Securing high-quality FDI inflows
In order to make sure that the incoming foreign investment is of high quality, “Vietnam needs to focus on three main areas”.
The first area, according to the RMIT academic is infrastructure, which includes transportation infrastructure and telecommunications connectivity. The second is education, to bring more skills and capacity into the workforce.
“There is already a shortage of skilled labour so the government might try to think of ways to incentivise people to attend vocational schools rather than universities,” Dr Walsh said.
“The skills and knowledge that Vietnamese students learn from overseas universities should also be used in the local economy whenever possible.”
The third focus area is the issue of the ‘missing middle’; there are very few businesses in Vietnam that fall into the middle category of 25-100 employees, and a departmental structure.
“When investing firms decide where to put their money, they want to find places where local firms can be trusted to provide local supplies and services such that they can join supply chains.
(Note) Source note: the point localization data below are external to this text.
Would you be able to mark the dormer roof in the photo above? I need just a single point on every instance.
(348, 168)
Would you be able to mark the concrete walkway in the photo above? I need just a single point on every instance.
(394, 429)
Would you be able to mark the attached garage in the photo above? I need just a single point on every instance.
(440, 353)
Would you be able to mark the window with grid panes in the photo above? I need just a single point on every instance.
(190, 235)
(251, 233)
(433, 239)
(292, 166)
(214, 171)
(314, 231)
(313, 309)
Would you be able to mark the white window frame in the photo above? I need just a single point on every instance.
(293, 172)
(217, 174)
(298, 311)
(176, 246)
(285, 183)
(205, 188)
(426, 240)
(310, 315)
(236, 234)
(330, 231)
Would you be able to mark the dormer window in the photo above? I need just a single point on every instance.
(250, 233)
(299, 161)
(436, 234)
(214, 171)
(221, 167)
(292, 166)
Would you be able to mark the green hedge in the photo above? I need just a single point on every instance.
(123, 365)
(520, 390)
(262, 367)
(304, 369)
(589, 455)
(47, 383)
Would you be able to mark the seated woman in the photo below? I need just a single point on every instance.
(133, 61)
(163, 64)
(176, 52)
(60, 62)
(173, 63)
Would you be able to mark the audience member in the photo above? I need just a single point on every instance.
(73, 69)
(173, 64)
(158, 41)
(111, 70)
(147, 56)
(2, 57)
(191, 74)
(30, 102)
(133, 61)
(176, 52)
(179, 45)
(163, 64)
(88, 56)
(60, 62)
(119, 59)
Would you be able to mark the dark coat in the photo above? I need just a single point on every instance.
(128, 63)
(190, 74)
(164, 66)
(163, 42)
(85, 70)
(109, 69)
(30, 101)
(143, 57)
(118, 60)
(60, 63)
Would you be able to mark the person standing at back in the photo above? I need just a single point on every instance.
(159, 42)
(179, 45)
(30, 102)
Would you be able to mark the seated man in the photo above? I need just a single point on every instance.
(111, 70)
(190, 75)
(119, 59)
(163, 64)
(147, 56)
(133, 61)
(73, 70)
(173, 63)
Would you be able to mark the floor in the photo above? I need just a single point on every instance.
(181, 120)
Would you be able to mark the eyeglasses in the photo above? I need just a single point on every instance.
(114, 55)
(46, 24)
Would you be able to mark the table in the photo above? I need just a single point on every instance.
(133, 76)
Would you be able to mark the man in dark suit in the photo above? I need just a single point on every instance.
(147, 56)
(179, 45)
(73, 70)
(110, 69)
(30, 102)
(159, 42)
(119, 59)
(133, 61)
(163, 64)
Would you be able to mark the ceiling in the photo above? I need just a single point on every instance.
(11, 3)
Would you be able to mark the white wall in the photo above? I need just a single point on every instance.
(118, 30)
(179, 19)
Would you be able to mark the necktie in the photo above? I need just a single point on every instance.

However, there is a lack of such firms in Vietnam and so incoming firms have to invest further in providing their own supplies and services,” Dr Walsh explained.
“Ways should be found to encourage small firms to increase their size so as to be able to tender for jobs with inwardly investing firms.”
Dr Walsh added that firms should also prepare to take advantage of ‘Thailand plus one’ or ‘China plus one’ strategies, where companies do the more advanced parts of production or assembly in the first country and less advanced activities in another country.
“This will require good transportation and no needless tariffs or barriers to cross-border movement of intermediate goods,” he emphasised.